The multi-language dataset is now available to the Common Voice community as a beta release! This release includes all new, multi-language data that has been collected in 2018.
There are two reasons for choosing a community-focused beta release. First, the data in this release is raw. The Common Voice team will continue improving the way the data is bundled across languages, but we also want to get the dataset in the hands of those who want to start using it immediately.
Second, before a wider release, we need the help and expertise of this community to make the data better for everyone. With your help, we are targeting a full release on the Common Voice site by the end of January.

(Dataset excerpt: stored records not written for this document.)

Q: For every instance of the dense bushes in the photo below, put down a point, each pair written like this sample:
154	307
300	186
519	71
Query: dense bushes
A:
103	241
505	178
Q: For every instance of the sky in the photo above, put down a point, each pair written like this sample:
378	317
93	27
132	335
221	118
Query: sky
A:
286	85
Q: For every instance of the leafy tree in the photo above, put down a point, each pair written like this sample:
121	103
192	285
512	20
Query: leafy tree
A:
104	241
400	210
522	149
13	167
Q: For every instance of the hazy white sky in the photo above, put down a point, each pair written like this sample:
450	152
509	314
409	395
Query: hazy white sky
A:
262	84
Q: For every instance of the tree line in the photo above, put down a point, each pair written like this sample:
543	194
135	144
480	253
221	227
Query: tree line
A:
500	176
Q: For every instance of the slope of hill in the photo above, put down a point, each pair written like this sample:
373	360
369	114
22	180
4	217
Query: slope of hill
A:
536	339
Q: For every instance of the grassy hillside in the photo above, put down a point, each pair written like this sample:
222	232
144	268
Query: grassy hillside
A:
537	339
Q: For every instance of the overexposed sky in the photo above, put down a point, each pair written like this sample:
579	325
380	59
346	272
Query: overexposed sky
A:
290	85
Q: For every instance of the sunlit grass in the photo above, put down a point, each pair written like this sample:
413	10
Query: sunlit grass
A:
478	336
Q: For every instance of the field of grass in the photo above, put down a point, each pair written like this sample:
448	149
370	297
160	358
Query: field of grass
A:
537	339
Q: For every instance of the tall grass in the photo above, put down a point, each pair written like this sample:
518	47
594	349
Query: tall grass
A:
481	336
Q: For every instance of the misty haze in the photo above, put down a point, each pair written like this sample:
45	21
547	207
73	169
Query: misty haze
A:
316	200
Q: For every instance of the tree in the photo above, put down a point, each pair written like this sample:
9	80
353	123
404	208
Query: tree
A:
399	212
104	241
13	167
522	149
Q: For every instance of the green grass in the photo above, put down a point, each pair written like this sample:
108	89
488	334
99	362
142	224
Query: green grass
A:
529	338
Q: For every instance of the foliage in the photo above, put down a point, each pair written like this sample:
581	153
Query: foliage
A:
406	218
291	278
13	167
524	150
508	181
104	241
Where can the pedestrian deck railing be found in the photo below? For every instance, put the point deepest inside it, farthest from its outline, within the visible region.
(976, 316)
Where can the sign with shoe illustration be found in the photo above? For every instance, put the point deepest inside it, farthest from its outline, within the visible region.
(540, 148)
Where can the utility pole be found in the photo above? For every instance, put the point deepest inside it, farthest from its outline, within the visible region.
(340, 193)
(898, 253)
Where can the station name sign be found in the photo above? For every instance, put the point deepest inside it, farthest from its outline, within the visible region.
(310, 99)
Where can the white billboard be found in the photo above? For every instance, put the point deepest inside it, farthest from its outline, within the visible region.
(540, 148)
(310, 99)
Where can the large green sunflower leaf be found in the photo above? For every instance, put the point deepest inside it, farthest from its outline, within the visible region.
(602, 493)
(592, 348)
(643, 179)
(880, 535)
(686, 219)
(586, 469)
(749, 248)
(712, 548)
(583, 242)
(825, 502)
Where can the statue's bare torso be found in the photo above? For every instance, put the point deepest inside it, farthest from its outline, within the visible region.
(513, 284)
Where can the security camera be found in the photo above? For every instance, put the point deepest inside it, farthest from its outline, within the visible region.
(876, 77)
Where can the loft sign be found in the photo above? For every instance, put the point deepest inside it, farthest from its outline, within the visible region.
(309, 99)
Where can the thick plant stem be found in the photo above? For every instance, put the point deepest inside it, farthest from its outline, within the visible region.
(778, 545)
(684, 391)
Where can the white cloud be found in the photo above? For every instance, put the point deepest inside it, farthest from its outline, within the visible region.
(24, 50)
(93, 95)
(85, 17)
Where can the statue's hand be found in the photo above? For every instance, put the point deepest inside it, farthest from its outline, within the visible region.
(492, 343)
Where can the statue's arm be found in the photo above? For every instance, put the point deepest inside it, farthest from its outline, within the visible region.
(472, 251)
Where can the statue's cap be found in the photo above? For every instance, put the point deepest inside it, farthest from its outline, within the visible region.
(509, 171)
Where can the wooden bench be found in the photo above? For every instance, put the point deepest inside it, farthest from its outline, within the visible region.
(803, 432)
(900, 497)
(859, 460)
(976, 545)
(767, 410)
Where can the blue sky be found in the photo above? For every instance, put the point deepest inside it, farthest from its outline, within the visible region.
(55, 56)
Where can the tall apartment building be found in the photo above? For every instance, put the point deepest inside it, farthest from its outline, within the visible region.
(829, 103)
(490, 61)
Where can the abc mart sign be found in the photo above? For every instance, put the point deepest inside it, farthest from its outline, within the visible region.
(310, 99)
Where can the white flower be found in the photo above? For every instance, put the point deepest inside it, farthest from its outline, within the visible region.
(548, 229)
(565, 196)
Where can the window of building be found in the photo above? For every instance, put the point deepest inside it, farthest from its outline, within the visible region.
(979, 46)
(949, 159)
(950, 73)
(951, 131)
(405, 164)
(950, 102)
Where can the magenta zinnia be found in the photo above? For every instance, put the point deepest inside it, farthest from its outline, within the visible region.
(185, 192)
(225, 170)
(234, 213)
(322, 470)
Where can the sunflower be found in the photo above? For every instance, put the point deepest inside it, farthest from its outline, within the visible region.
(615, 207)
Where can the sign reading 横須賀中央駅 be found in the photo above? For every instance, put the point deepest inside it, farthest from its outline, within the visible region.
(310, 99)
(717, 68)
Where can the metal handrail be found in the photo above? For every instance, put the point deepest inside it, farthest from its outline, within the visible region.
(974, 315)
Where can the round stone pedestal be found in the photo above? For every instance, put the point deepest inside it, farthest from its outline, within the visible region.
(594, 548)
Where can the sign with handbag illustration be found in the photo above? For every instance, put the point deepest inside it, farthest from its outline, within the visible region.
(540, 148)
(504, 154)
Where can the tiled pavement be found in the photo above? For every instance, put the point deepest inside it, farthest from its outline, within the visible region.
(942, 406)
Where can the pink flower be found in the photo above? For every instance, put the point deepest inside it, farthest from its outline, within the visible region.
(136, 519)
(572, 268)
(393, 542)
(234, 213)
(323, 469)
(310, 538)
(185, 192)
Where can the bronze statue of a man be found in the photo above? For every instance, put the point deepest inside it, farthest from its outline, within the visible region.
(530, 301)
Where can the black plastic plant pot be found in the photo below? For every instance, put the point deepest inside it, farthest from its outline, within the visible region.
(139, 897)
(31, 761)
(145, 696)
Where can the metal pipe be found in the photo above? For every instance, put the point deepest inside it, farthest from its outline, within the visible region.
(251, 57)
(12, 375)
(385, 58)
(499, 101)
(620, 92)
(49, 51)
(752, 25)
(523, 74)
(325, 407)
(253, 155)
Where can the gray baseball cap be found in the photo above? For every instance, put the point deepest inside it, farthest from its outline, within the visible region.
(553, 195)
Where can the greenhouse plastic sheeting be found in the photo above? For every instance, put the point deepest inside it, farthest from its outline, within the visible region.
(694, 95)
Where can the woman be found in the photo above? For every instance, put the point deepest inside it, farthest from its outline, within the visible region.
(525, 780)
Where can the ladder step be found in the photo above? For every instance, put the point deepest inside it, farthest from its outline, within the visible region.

Mozilla’s DeepSpeech team has created a CorporaCreator repository on GitHub with tools for processing the Common Voice dataset. To help clean the data you can either write or improve a preprocessor for a language (here is the one shared across languages) or you can post a comment about irregularities you may have noticed in the dataset. In particular, we are looking for irregularities like:
- Numbers. There should be no digits in the source text because they can cause problems when read aloud. The way a number is read depends on context and might introduce confusion in the dataset. For example, the number “2409” could be accurately read as both “twenty-four zero nine”; and " two thousand four hundred nine".
- Abbreviations and Acronyms. Abbreviations and acronyms like “USA” or “ICE” should be avoided in the source text because they may be read in a way that does not coincide with their spelling. Additionally, there may be multiple accurate readings for a single abbreviation. For example, the acronym “ICE”; could be pronounced “I-C-E” or as a single word.
- Punctuation. Special symbols and punctuation should only be included when absolutely necessary. For example, an apostrophe is included in English words like “don’t” and “we’re” and should be included in the source text, but it is unlikely you’ll ever need a special symbol like “@” or “#.”
- Foreign letters. Letters must be valid in the language being spoken. For example, “ж” is a letter in the Russian alphabet but is never used in English and so should never appear in any English source text.
To get started, you will need to download the dataset’s clips.tsv file and follow the instructions in the included README. This will only give you access to the text data.
For access to the full dataset, including voice clip audio, you will need to fill out this form.
Reviewing and cleaning the Common Voice data will help everyone who uses it – from academics to small companies and all the makers who need CC0 data – to move forward with a voice-enabled project. The Common Voice team is committed to building a dataset of clean and stable data so we can practice appropriate version control and provide everyone with a way to recreate any testing they need to do in the future.
Thank you for being a part of this project!